Brideshead Revisited

 

I haven’t seen the latest film remake of Brideshead Revisited. The book is excellent, the early 80’s epic tv version is a masterpiece, this new film looks … well, who knows. But I doubt it’ll be as good as the previous version.

Of course, this does all take me back to my first days at varsity. The hushed hallowed halls of learning, the bright green fields of academe stretching out before me. Well maybe it wasn’t exactly like that …

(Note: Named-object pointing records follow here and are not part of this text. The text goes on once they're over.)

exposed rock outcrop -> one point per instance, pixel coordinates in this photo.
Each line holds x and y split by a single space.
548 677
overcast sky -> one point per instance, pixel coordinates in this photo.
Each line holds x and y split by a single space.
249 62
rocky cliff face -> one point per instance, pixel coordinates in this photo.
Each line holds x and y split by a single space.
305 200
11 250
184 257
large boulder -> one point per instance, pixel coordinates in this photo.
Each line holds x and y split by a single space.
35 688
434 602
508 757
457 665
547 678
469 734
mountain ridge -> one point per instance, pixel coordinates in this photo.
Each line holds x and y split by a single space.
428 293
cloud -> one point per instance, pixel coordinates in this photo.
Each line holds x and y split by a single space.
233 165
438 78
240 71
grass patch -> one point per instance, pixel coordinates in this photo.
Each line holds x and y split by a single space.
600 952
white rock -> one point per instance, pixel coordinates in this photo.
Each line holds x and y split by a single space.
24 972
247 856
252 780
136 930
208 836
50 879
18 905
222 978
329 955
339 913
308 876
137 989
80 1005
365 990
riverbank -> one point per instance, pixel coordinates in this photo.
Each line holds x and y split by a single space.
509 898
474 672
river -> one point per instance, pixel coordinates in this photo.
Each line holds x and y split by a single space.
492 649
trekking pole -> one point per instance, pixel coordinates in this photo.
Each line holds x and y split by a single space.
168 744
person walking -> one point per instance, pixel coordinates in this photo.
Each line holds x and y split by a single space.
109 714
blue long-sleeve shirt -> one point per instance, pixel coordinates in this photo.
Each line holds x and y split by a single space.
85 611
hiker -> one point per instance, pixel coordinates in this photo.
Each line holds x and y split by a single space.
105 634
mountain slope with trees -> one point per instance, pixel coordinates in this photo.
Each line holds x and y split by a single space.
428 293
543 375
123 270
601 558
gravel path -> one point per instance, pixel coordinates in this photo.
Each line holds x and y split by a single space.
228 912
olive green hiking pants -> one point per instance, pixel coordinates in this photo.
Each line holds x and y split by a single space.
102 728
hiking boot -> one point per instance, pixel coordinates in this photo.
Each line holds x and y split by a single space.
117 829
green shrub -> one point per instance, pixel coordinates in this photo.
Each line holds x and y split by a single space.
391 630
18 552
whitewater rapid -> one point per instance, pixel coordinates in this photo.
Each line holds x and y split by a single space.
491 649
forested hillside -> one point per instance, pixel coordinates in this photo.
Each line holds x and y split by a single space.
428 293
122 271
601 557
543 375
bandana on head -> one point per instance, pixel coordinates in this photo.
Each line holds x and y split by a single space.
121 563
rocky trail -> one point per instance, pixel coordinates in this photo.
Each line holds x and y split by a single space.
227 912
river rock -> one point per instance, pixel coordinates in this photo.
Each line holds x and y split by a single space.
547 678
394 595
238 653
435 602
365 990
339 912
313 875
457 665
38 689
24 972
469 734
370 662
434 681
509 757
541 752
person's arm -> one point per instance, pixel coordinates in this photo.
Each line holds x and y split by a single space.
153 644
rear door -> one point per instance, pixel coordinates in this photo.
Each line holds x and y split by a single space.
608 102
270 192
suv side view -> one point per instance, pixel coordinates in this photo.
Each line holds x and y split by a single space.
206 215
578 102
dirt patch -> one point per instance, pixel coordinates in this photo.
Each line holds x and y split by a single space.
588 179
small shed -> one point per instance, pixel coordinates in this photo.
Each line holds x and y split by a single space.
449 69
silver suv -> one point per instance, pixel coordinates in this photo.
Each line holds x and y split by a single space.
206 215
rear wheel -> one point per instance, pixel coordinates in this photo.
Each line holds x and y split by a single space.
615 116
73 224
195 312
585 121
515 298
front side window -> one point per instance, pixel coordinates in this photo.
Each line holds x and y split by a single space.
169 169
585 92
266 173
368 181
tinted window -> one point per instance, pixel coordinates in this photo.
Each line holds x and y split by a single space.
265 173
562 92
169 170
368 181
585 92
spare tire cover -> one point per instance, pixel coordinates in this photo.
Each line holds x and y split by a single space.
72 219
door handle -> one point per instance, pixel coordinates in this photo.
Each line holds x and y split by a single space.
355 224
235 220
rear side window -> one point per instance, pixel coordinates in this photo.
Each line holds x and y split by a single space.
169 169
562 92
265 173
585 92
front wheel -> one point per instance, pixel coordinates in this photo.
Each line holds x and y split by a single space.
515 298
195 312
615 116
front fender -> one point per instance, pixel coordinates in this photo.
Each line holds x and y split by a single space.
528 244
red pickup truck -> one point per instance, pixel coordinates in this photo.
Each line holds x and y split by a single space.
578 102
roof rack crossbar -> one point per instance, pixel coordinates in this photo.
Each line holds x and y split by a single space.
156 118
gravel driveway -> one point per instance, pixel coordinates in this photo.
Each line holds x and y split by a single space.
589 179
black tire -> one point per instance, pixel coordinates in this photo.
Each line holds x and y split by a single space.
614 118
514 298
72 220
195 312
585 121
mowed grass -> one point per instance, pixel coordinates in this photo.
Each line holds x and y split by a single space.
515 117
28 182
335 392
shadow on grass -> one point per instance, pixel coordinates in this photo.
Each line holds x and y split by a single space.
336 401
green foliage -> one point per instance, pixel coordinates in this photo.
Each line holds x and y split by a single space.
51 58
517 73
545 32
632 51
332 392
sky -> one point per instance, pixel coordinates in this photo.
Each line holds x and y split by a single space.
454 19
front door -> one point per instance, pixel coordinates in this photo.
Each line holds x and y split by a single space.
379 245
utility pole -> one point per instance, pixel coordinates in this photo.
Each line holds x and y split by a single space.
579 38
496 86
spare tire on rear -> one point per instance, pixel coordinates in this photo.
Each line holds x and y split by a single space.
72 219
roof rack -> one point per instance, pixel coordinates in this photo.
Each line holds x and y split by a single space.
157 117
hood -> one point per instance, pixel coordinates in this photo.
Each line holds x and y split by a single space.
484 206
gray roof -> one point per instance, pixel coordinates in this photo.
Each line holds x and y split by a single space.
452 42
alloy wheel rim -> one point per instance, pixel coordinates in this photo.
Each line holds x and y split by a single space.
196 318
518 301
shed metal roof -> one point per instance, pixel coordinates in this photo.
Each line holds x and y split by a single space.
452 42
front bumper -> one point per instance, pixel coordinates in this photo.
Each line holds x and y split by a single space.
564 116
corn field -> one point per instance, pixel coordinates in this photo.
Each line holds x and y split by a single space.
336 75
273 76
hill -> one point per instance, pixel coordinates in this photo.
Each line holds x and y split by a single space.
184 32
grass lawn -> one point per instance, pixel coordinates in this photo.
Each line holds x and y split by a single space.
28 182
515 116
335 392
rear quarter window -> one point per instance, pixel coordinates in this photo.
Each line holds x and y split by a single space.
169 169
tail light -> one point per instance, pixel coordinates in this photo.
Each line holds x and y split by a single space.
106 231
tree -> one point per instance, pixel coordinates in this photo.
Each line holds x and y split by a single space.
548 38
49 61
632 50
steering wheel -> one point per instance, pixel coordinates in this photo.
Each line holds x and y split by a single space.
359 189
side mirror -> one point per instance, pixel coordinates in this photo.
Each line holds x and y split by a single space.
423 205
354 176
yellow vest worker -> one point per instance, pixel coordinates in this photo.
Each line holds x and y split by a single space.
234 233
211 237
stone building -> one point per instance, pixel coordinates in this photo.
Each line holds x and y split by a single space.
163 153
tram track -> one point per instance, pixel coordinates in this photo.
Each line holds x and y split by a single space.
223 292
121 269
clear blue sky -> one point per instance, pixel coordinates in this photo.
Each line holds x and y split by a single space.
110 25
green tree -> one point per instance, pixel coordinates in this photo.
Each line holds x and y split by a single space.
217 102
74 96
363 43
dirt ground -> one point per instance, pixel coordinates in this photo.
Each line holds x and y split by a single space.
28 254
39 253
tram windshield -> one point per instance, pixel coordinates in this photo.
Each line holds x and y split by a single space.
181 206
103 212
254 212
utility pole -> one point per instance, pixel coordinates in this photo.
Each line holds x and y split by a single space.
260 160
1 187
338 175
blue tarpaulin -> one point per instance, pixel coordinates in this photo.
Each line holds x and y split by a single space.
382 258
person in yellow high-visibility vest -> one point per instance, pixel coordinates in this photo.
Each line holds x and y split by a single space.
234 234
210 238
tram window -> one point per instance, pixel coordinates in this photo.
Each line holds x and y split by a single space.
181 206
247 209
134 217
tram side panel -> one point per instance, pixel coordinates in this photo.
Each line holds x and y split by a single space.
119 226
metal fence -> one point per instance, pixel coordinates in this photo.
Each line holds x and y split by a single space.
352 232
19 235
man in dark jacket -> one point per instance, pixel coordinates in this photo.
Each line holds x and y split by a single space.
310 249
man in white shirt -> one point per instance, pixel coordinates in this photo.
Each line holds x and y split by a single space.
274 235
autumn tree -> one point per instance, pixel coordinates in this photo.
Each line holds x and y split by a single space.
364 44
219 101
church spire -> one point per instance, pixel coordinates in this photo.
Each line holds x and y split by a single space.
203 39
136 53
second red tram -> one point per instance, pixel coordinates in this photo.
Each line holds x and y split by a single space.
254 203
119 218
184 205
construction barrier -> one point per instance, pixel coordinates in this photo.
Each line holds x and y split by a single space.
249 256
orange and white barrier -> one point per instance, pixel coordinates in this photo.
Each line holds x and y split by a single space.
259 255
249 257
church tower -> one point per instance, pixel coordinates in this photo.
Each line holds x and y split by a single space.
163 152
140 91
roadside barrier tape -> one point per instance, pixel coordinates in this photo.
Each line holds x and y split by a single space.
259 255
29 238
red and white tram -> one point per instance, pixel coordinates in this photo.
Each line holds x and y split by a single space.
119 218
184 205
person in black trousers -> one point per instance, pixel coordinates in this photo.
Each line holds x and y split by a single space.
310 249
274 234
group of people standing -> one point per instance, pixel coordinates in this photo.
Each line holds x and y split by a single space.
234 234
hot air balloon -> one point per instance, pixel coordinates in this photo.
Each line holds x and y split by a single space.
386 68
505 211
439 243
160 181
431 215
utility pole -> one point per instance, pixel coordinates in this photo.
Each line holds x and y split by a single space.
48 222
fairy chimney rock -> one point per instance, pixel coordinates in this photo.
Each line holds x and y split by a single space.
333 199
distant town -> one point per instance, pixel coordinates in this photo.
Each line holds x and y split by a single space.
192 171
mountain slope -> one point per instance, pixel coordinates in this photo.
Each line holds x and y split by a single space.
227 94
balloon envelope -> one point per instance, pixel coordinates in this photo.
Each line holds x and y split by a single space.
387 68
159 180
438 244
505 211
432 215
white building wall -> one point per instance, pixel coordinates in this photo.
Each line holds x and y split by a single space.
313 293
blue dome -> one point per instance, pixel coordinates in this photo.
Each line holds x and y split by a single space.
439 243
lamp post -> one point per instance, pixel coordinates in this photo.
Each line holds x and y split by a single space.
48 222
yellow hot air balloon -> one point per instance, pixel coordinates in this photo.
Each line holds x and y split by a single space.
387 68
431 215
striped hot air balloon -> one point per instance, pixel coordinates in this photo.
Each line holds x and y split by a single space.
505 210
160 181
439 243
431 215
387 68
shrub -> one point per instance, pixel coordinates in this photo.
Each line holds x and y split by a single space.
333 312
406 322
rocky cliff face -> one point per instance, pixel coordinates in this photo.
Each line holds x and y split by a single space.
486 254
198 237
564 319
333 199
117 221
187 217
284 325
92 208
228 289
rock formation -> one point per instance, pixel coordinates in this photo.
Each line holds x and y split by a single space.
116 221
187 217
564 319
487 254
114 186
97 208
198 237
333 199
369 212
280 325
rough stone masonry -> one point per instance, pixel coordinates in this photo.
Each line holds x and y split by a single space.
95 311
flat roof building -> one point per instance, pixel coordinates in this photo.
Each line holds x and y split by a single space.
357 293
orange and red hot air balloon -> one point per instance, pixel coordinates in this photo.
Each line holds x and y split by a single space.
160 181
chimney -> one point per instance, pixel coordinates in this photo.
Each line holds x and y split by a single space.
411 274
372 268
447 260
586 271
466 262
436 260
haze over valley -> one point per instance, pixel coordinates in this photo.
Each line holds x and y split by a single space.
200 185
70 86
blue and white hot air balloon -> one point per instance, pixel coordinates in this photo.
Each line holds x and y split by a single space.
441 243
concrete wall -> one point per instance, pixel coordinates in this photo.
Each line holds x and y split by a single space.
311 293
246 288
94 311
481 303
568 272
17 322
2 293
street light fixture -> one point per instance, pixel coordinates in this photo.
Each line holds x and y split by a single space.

When I was a student I lived off a diet of cheap coffee, cheap spongey bread and those industrial vats of margarine. This diet, and the fact that I’d been very drunk the night before and had less than 2 hours sleep, can probably account for the fact that I shat myself during my graduation ceremony. I couldn’t leave the hall, as I was waiting my turn. So by the time I had shook the bursars hand and was given my completely useless degree, my bowel movement had congealed into what felt like a lump of cold dense porridge hanging in my trousers.

Nowadays, I wear boxers. But thankfully back in those less enlightened times I was wearing snug Y-fronts. So my stool remained, through the action of gravity and thanks to a pair of thickly-absorbent cotton pants, hanging in my knickers like a wet slingshot. Upon receiving my scroll, I quickly found a toilet.

Thankfully the good Lord was smiling down upon me, and the cubicle contained both a wash-hand basin and some soap, and I was able to scrub myself clean. And, in my graduation photo, which sits proudly on my parents mantlepiece to this day … I am not wearing any knickers.

I should warn you that I may be remembering this whole incident far more humourously than when it occurred. It was actually like being in Nam at the time and I was pretty traumatised. In fact, I seem to recall they had to lift my shamefaced knickerless body out of the area by chopper. That’s certainly how it felt anyway. 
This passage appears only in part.